The polymer used in embodiment 4 is to make 80.8 mass % of 2-EHA, acrylic acid 2- hydroxy methacrylates 7 What 12 mass % of quality %, 4- acryloyl morpholine and 0.2 mass % of acrylic acid was copolymerized and prepared.

(comparative example 1)

In addition to the bonding agent contained in adhesive phase is with 1 difference of embodiment, ratio has been made similarly to Example 1 Compared with the bonding sheet of example 1.

The bonding agent used in comparative example 1 is tributyl 2-acetylcitrate (Taoka Chemical Industries Co. Ltd.'s manufacture), 5 Mass parts (solid constituent).

By the bonding sheet evaluation result is shown in table 1 of embodiment 1~4 and comparative example 1.In addition, by embodiment 1~4 and compare Table 1 is shown in compared with the adhesive used in example 1.

[table 1]

Result as shown in Table 1 is it has been confirmed that try the chip pulling force of silicon in gaseous environment of the adhesive phase in 100 DEG C The value tried to achieve is tested as (embodiment 1~4) in the case of more than 3.0N/ chips, can prevent chip offset.

Claims

1. a kind of bonding sheet, it is the bonding sheet used when the semiconductor element on to bonding sheet seals,

The bonding sheet possesses base material and adhesive phase, and described adhesive layer draws the chip of silicon under 100 DEG C of gaseous environment The value tried to achieve in power experiment is more than 3.0N/ chip.

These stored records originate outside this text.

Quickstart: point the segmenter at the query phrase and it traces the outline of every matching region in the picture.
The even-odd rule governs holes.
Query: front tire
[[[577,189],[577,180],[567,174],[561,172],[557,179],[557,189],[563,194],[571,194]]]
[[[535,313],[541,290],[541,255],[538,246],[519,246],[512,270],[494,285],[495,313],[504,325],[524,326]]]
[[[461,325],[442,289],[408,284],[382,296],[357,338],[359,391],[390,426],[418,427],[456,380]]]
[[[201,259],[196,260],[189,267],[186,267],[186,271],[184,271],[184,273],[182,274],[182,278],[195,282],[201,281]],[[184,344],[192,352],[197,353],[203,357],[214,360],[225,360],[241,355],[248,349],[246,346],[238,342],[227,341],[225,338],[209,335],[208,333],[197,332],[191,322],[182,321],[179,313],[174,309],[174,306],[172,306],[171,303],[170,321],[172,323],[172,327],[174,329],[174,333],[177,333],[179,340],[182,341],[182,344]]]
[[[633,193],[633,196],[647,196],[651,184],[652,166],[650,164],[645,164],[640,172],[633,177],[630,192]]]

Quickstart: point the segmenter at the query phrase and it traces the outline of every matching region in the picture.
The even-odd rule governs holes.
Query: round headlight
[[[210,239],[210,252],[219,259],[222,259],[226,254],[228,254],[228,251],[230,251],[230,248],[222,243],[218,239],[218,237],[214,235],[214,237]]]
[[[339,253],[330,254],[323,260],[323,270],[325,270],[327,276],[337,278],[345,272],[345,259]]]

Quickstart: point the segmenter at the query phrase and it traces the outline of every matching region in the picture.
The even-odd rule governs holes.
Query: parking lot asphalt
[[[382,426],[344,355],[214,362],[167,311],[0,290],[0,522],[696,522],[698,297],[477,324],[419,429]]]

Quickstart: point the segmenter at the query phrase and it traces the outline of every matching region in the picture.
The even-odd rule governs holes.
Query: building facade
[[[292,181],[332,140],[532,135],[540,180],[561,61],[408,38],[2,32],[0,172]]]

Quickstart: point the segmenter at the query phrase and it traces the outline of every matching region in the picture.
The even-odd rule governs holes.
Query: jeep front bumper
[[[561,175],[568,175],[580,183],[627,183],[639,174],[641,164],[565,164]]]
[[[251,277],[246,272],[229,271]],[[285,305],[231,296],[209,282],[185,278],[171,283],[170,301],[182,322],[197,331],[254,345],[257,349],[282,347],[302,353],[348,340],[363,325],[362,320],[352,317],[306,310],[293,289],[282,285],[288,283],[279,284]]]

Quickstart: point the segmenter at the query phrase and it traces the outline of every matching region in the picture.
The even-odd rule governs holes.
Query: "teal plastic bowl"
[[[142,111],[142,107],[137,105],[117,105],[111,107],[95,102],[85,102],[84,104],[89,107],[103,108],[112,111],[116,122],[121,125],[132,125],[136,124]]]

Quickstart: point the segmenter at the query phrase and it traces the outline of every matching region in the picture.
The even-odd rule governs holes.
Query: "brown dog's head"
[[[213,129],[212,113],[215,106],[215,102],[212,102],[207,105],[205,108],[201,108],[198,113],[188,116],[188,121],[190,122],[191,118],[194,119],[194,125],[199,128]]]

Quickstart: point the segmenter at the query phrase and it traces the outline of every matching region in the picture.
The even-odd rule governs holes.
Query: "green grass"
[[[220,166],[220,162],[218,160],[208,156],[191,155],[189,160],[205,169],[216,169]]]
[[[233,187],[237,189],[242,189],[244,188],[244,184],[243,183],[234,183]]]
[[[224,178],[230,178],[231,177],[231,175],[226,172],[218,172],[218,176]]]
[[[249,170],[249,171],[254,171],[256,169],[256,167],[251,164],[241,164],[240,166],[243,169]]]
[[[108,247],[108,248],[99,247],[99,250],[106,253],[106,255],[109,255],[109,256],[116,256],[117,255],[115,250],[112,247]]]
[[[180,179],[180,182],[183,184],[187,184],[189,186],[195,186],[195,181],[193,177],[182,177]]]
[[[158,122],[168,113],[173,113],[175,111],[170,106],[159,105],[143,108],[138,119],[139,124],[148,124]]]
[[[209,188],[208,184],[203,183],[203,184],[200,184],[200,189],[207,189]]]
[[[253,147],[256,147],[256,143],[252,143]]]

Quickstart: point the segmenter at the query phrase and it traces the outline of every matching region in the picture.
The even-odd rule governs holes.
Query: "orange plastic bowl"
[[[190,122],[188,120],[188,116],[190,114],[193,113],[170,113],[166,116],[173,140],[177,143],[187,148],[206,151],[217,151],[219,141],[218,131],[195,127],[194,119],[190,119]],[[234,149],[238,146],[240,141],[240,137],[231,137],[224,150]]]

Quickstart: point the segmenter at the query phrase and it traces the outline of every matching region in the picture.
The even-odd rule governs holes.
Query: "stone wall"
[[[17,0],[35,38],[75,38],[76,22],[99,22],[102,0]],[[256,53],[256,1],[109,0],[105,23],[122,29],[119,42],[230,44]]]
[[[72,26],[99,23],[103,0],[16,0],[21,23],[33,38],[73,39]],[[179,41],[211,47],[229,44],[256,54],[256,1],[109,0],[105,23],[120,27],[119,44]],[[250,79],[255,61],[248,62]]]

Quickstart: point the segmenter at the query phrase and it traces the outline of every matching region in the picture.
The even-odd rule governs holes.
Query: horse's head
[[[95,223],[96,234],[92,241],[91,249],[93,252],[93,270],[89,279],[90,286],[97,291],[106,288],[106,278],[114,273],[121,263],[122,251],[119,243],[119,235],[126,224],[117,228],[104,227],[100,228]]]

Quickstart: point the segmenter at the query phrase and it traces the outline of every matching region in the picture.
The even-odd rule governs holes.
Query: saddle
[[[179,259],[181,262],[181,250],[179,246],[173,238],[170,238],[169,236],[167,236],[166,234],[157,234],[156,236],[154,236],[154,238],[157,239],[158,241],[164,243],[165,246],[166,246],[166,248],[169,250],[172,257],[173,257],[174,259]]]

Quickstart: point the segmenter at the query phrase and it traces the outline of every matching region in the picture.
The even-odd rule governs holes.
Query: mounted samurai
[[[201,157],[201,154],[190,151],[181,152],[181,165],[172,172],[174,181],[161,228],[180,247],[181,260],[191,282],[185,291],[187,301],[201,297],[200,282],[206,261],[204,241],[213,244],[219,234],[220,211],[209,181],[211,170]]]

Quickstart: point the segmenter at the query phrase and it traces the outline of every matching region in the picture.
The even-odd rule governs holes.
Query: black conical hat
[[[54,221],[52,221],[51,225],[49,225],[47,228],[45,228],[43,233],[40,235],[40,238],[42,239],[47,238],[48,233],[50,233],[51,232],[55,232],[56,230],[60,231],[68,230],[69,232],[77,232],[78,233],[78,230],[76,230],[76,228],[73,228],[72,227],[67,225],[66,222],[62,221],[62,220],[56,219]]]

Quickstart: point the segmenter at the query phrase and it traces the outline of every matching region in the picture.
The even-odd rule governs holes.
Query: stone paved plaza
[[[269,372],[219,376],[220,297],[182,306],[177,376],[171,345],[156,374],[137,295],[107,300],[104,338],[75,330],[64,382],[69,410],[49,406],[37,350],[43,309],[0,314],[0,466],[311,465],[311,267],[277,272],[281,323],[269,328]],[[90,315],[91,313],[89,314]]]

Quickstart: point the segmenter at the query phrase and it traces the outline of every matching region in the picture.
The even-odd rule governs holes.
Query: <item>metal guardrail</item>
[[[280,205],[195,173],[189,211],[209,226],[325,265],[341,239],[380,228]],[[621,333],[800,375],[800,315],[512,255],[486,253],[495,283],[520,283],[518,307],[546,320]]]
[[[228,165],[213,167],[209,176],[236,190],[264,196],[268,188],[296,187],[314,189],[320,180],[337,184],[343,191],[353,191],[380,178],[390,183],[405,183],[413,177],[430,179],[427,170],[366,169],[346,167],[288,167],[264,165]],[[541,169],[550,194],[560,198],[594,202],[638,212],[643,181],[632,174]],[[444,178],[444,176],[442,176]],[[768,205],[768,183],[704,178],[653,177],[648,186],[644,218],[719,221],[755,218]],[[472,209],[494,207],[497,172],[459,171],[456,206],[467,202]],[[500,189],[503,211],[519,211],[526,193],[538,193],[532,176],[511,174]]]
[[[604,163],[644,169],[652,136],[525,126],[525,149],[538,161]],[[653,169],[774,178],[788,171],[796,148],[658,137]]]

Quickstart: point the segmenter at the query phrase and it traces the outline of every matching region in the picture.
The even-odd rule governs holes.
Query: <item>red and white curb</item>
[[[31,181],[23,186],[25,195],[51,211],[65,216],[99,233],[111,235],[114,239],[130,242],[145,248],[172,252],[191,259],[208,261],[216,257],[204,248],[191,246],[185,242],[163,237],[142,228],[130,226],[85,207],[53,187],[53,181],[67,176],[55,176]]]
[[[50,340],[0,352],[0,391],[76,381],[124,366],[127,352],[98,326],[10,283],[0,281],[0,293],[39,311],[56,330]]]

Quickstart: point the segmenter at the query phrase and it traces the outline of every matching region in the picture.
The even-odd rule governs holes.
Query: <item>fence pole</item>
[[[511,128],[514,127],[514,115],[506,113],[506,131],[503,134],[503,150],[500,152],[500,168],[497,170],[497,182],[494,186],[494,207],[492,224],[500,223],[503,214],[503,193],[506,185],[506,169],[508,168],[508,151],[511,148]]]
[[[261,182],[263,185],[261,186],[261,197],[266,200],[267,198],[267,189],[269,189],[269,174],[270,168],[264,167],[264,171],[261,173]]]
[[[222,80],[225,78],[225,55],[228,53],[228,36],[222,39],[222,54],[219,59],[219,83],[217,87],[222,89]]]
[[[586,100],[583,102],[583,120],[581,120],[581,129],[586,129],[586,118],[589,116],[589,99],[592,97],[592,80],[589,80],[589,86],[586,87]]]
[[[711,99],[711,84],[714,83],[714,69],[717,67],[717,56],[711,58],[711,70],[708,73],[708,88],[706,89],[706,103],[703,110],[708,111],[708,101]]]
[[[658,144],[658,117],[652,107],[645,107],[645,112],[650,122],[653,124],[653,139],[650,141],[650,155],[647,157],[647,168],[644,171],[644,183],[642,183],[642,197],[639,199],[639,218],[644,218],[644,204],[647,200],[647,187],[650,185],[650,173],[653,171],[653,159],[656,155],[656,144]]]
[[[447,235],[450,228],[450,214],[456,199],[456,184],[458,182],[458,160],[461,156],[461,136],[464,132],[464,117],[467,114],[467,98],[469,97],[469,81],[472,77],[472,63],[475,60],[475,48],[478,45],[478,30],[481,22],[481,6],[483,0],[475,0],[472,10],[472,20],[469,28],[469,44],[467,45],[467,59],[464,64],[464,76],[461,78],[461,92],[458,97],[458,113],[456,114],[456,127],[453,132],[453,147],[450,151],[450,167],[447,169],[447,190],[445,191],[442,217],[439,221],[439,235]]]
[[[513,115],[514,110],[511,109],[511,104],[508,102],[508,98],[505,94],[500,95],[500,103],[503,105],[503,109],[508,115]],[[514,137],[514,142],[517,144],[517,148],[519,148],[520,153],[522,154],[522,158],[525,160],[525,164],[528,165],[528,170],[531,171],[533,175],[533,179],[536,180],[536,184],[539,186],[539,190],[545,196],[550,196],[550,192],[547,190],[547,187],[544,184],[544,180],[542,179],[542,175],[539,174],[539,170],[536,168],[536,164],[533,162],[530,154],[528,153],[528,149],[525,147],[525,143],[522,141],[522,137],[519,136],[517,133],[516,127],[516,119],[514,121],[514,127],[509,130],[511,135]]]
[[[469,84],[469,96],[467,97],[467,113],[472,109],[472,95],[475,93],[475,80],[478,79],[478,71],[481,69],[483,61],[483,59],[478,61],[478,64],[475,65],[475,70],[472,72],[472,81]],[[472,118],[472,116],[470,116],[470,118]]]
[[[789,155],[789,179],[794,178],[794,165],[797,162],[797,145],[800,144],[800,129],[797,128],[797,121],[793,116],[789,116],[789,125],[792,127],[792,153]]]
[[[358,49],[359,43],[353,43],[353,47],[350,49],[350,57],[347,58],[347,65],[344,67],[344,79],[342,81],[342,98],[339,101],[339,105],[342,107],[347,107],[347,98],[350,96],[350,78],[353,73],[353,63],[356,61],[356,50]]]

2. bonding sheet according to claim 1, wherein, storage modulus of the base material at 100 DEG C is 1 × 10⁷Pa with On.

3. bonding sheet according to claim 1 or 2, wherein, described adhesive layer contains acrylic pressure-sensitive adhesive compositions Or silicone adhesive category composition.

4. bonding sheet according to claim 3, wherein, the acrylic pressure-sensitive adhesive compositions are included with acrylic acid 2- second Acrylic copolymer of the own ester of base as principal monomer.

5. bonding sheet according to claim 3, wherein, the silicone adhesive category composition, which includes addition polymerization type, to be had Machine silicones.